Goggles for Dry Eye
Are you ready for goggles? You might be ready to make the leap if
- Your eyes are burning, nothing you try is helping, and you need to do something about them NOW!
- You are feeling imprisoned by eye dryness, housebound because it's windy outside
- You are mourning the loss of an activity you love -- e.g. bike riding
- You are willing to look out of the ordinary
For fulltime wear: Barz fogproof goggles
During the driest months of the year, I wear Barz goggles for most of my
waking hours. I get about a month's wear out of each pair of antifog-treated lenses (after
which the antifog coating ceases to work).
My conclusions in brief from almost two years with the Barz:
- The Barz goggles help considerably with the eye dryness.
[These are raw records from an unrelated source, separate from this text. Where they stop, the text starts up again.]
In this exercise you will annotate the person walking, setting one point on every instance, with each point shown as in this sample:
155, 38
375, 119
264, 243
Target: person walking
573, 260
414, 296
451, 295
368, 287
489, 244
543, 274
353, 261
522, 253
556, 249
They especially help in windy
and dry conditions (bicycling, ceiling fans, automobile defroster, air conditioning, automobile
with windows open), and during reading or computer screen reading.
- The improvements are visible to my ophthalmologists. In fact, goggles can
lead an ophthalmologist to underestimate the dryness of your eyes, because the goggles
prevent the damage to the eye's surface that ophthalmologists use to gauge dryness.
- The manufacturing process for the antifog coating is still somewhat experimental, and there
are some difference from batch to batch.
I actually wound up having to use the perforated gaskets
to get fog free results with some January 1999 vintage lenses. With later lenses,
I have gotten two months' good antifog results.
- It looks like the durability of the Barz antifog lens coating
is less in intermittent use than in fulltime use. In intermittent use I just can't get them
to work as well; new lenses tend to get into a nonfogproof state within a couple of weeks of intermittent use.
In fulltime use, I have seen the lenses last for up to two months.
[Much more detail on Barz]
For sweaty workouts and very high winds: Nike HydroVision 5000 triathlon goggles (no longer available)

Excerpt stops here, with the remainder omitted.